By Rajat Deshpande, CEO & Co-Founder, FinBox
The interpretation of the term ‘regulation’ is changing in Fintech circles. Once it was regarded with wariness as players considered it a deterrent to creating disruptive and innovative products. But the industry is slowly coming to terms with the fact that it is has become more essential than ever to regulate the sector.
The rising instances of fraud and predatory lending have drawn the attention of the Reserve Bank of India (RBI) and led to a series of regulatory measures that hold regulated entities like banks and NBFC’s, and their unregulated Fintech partners, accountable. As a result, app stores are flagging and eliminating dubious lending apps to protect consumers, their money, and their data. Moreover, entities registered with the RBI and other major financial sector regulators are expecting compliance from their Fintech partners.
Regulatory measures to protect consumers’ data privacy
Over the last few years, the RBI and legislative bodies have rolled out several pieces of regulation to protect consumers and their right to data privacy.
- Digital Personal Data Protection Act
The Digital Personal Data Protection Act requires firms to take a closer look at their data collection and customer consent practices. The Act also covers aspects of data protection like data management in outsourcing arrangements, and data handling throughout the user journey from on-boarding till the time the user concludes their relationship with the platform. - Guidelines on digital lendingThe RBI’s digital lending guidelines assign the responsibility of data privacy to regulated entities. The guidelines place the focus on transparency, mandating that REs provide borrowers with a key fact statement that gives them pertinent information around fees, APRs, and other loan information. They also place the control of data with the user, allowing them to grant and revoke consent to use their data, request deletions, and restrict data disclosure. Data storage is also covered within the ambit of these guidelines and requires Fintech to be compliant with cybersecurity standards.
- Self-regulationThe RBI released a draft framework for self-regulatory organisations within the Fintech sector. One of the primary focuses of these bodies would be to ensure customer protection and data privacy.
Best practices
While regulatory bodies are taking steps to inculcate a culture of data security and protection in the Fintech ecosystem, financial institutions and Fintechs have the duty to employ best practices to incorporate these measures and more.
- Partnerships are critical to the Fintech ecosystem and REs’ technology partners are cognizant of the growing scrutiny around data privacy.

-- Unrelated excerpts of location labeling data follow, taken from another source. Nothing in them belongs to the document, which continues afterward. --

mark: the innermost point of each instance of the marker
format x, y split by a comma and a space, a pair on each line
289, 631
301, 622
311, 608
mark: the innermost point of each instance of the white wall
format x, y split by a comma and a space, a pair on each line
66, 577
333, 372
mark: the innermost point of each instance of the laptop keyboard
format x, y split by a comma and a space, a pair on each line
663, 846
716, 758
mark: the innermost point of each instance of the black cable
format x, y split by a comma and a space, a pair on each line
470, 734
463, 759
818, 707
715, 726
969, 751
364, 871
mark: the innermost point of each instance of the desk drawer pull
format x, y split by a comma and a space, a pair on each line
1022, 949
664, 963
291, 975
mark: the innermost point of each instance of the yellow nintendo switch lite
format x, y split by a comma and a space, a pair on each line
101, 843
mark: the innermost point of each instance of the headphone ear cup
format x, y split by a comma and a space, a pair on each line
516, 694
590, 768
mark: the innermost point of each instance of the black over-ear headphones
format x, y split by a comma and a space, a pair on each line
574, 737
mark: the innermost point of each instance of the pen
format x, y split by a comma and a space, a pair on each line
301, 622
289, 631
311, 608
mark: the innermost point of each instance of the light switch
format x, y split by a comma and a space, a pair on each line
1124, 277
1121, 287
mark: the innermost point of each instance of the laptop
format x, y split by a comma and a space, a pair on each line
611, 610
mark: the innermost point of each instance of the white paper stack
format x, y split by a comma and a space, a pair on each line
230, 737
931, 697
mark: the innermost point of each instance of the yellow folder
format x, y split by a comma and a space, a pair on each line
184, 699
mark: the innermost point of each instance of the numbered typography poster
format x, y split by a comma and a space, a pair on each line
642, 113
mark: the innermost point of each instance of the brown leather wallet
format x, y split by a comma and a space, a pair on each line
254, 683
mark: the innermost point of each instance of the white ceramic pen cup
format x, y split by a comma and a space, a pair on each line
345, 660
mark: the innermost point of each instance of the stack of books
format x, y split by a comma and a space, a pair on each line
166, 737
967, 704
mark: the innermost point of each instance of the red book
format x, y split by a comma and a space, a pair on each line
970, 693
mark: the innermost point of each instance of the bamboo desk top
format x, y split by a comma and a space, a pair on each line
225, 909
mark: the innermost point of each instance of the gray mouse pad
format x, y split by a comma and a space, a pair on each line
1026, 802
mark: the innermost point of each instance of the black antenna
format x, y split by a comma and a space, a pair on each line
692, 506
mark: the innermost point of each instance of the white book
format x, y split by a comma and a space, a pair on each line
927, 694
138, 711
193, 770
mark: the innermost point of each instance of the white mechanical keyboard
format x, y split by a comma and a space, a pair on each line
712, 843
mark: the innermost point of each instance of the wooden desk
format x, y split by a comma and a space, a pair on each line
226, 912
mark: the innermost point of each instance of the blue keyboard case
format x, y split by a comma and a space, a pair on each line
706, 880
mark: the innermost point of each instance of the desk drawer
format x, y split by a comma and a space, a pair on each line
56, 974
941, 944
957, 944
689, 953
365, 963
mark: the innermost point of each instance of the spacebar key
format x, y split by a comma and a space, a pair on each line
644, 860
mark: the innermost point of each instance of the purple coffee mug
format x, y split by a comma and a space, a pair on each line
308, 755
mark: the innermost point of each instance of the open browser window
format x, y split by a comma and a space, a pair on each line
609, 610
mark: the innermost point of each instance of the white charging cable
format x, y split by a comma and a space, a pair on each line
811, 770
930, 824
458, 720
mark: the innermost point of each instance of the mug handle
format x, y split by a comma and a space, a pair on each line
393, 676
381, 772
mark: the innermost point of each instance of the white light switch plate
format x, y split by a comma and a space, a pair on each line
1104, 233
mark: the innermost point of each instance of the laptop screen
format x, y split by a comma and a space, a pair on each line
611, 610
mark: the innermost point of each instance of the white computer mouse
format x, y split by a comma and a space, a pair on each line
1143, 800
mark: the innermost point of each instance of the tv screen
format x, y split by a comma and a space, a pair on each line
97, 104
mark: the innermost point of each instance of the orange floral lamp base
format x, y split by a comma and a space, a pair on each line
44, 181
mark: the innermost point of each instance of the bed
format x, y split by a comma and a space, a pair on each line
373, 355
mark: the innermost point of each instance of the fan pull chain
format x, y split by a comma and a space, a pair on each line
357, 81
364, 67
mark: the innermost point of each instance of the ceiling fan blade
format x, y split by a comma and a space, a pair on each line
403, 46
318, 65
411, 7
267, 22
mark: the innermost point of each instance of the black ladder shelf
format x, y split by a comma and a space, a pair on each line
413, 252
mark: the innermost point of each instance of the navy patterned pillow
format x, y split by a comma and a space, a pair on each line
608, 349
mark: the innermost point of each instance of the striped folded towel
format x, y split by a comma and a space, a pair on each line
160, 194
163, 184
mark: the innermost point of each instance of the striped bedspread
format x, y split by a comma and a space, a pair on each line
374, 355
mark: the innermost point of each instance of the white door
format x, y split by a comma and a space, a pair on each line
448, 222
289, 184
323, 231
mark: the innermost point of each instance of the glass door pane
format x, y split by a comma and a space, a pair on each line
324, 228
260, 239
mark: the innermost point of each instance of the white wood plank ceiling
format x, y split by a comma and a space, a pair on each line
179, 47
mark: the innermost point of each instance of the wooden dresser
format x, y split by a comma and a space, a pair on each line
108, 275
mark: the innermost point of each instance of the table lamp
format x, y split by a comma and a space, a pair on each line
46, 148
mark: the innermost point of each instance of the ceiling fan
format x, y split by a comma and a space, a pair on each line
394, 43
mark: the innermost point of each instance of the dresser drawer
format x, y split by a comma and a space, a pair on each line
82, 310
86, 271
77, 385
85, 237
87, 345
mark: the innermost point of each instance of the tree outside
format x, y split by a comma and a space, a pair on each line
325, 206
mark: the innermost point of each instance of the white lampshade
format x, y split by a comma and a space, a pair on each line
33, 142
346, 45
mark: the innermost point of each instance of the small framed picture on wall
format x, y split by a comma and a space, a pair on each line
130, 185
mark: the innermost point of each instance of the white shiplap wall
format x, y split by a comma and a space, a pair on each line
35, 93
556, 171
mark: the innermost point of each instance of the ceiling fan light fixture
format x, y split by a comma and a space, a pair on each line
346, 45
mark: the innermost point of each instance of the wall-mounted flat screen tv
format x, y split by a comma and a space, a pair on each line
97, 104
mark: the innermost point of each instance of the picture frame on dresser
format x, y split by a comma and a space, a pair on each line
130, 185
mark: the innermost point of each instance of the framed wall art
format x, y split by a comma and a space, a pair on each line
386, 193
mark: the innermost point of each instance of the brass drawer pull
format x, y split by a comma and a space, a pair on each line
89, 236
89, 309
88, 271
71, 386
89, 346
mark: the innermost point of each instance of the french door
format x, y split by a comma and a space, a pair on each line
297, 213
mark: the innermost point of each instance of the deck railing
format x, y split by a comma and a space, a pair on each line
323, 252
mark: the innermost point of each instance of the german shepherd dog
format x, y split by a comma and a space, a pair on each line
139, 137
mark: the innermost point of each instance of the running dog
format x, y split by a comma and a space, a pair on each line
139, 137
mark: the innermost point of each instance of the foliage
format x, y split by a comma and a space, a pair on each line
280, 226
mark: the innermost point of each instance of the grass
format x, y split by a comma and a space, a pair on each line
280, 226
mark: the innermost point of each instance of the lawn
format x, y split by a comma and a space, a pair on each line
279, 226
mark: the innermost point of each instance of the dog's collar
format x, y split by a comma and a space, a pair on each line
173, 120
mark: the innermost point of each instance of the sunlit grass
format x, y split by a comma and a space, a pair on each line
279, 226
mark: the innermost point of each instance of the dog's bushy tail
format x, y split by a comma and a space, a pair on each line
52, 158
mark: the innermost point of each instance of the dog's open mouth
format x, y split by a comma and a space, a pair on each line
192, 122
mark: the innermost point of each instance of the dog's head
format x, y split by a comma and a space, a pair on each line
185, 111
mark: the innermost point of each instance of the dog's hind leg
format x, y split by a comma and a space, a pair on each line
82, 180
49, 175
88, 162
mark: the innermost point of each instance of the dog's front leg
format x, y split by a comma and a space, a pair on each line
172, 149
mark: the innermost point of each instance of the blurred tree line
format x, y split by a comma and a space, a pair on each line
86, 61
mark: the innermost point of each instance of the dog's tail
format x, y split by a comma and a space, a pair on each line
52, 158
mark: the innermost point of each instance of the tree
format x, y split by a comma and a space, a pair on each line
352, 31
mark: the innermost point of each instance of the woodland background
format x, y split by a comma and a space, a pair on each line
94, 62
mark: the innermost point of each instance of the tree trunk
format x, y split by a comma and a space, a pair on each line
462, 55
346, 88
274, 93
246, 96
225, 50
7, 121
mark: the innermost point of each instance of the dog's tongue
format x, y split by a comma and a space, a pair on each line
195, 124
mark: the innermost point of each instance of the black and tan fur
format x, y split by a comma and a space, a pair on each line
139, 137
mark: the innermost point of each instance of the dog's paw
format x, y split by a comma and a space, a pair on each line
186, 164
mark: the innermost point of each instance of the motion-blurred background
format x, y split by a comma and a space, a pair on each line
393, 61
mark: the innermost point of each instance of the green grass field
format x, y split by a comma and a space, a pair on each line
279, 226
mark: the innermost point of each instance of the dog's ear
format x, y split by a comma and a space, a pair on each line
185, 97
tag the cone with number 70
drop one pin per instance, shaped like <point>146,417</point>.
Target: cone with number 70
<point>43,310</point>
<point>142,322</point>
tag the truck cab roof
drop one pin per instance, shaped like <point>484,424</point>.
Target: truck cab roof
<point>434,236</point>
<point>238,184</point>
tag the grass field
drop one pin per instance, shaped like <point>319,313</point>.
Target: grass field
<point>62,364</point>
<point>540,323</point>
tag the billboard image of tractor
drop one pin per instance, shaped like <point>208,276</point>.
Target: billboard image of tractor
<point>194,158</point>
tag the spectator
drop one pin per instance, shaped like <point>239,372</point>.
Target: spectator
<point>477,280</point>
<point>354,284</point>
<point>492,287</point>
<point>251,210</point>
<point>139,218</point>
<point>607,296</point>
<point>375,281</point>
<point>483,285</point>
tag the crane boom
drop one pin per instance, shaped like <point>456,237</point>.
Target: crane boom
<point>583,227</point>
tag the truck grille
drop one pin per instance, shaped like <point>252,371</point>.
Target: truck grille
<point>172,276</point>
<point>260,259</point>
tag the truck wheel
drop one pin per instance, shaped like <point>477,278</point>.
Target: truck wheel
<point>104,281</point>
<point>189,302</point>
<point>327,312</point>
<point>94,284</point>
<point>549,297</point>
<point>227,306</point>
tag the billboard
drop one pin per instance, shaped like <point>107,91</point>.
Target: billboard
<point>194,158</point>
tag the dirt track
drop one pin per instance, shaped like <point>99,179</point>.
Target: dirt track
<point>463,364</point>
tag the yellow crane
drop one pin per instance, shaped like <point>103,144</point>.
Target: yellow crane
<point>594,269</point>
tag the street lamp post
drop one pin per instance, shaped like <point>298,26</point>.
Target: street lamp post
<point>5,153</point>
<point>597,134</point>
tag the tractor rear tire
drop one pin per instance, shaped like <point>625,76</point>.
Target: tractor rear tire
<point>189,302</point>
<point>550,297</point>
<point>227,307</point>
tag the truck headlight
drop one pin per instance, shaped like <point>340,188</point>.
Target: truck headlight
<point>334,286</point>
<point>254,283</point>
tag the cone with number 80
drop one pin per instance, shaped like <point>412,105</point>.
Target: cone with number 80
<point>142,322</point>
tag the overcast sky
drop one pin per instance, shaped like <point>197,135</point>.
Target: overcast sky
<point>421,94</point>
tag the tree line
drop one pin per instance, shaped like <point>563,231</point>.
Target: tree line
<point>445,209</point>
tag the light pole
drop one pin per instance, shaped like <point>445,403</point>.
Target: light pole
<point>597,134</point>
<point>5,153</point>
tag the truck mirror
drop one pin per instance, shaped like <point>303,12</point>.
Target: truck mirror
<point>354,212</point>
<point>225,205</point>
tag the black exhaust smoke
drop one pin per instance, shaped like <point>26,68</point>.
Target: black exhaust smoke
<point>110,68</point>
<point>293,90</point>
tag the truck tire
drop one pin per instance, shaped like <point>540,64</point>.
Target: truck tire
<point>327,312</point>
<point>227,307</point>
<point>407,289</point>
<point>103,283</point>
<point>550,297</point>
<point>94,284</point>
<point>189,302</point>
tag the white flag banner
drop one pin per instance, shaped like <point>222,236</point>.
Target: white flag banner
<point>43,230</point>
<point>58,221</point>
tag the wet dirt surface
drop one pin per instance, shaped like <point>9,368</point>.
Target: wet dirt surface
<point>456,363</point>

It is necessary for Fintechs to create processes and capabilities that facilitate this compliance.
- Fintechs must keep abreast of the latest developments in KYC norms. This would help make KYC for lender-partners seamless, digital. and compliant. For example, the KYC rules are set to change to create a regime of uniform KYC through the Central KYC Records Registry.
- Data usage and storage are critical areas for user data protection. Fintechs must ensure encryption of data in transit, follow rules around data storage, and conduct regular audits to ensure security.
Fostering trust
Compliance with data security measures is no longer an imposition on Fintechs, but an imperative. As regulatory scrutiny mounts, registered entities are required to partner with third parties that are equipped with compliance tools and measures. Moreover, as consumers become more aware of their rights to data privacy and security, it is necessary for Fintechs to incorporate measures to ensure this to gain their trust and confidence. Ultimately, non-compliance with data privacy mandates on Fintechs’ part would result in opportunities missed.